What I like about the metaphor is that it reminded me a lot of how I feel like managing interns at my job. You're gonna need to instruct (prompt) them in a particular way, they're gonna run in whatever direction that seems good to them regardless of if it actually makes sense/is true, and it's up to you to coordinate various people and make sure the right task befalls the right person (model). It's a metaphor on how to use the increasing array of different tools and models and interfaces and whatnot. I feel there's a difference between how I use a normal tool versus how I use AI tools, precisely because they're both unreliable and a way to boost creativity or to outsource easily-controllable tasks. (Lke interns.)

I fully agree that managing people and, you know, their feelings & morale & motivation is what a manager's actual job is, but I find the argument that Dan makes where "we are all gonna be a bit more managerial due to AI tools cropping up in our job in weird ways" at least somewhat compelling.





kleinbl00  ·  300 days ago  ·  link  ·  

Yeah I get it but look - you say "hey Intern give me this data"

and they come back with "here is a banana and a receipt for my Uber ride to buy bananas also I brought coffee for everyone but you please validate my parking"

and you go "well, wait.

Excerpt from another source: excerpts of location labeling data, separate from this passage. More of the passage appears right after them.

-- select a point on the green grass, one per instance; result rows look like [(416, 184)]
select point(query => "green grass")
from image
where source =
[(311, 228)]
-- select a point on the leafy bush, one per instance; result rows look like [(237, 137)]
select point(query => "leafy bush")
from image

Hang on. How did bananas and coffee come into the discussion, also this wasn't part of the scope and I recognize that's my fault for not giving you a proper brief"

and the intern looks at you askance, already viewing you in terms of tik tok memes BUT when you ask how bananas entered the chat, you'll at least get some reasoning.

AI gonna tell you bananas are data. And if you say try again you might get bananas, you might get oranges, you might get data. And if you use that data, you might find out later on that it's actually bananas. And if you query it enough you might come across some form of "this data is bananas" which somehow got you into the "desktop fruit" dataset but there's nothing you can do to get fruit out of the data because what you're doing? Is querying a black box that belongs to someone else and they don't really know where the Markov turned left, either and even if they did, there's nothing they can do except hand-tag "do not give bananas in response to data" which is great unless you're a grocery wholesaler.

The reliability of interns is an easily assessed quality. You can back-test any errors. You can tune your input to maximize your output. If you don't like the output you can try your luck and run it again? But any answer you get, you're going to have to try again a different way anyway since "factual correctness" is simply not a vector within the GPT space.